Is CD interest taxable?

Yes — CD interest is taxed as ordinary income in the year it accrues, even if the CD has not matured yet.

  • Form 1099-INT: your bank reports annual accrued interest — you owe tax even if you haven't received the cash.
  • Multi-year CDs: interest is taxable each year as it accrues, not just at maturity.
  • IRA-held CDs: tax deferred (traditional IRA) or tax-free at withdrawal (Roth IRA).
  • NIIT: high earners (MAGI over $200k single / $250k MFJ) may owe an additional 3.8% on interest income.

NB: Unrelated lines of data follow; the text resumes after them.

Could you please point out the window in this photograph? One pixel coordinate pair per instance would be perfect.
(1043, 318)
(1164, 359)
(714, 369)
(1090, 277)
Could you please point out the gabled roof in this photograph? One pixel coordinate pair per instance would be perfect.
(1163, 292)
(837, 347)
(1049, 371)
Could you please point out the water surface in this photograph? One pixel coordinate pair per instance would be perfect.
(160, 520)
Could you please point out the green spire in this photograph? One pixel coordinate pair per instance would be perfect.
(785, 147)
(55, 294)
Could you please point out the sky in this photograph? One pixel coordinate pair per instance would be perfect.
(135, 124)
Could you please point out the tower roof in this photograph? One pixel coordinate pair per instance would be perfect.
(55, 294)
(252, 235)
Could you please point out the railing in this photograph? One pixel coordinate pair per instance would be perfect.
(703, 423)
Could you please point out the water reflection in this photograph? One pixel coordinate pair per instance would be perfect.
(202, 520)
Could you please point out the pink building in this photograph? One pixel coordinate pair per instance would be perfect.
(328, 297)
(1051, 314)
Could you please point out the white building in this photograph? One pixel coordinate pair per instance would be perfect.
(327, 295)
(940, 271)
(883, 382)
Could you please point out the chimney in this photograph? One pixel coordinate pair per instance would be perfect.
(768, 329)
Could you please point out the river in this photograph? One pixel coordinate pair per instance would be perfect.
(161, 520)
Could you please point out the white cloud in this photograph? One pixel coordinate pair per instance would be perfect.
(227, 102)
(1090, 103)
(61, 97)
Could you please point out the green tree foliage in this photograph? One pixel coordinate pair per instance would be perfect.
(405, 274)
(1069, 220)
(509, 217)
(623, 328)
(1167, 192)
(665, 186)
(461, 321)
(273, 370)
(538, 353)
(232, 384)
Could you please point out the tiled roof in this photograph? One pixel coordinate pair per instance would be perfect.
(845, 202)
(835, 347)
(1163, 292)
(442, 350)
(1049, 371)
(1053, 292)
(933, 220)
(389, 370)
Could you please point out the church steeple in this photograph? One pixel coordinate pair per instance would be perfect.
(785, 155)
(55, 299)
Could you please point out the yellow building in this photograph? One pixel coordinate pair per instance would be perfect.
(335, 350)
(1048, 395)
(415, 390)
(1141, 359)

Holding CDs in a Roth IRA eliminates the annual tax drag entirely — particularly valuable for multi-year, high-yield CDs.

What is a CD ladder and why use one?

A CD ladder splits your total deposit across multiple CDs of staggered maturities (1yr, 2yr, 3yr, 4yr, 5yr) so one matures every year.

  • Liquidity: one CD matures per year, giving you annual access without early withdrawal penalties.
  • Rate exposure: as each short-term CD matures, you reinvest at the current longest-term rate.
  • Hedge against rate uncertainty: if rates rise, you reinvest maturing funds at higher rates; if they fall, you still hold the longer-term locked rates.
  • Blended yield: typically 0.2–0.5% below a single long-term CD, but with significantly more flexibility.

For retirees or anyone managing liquidity, a 5-rung CD ladder is one of the most practical and risk-controlled uses of fixed-income savings.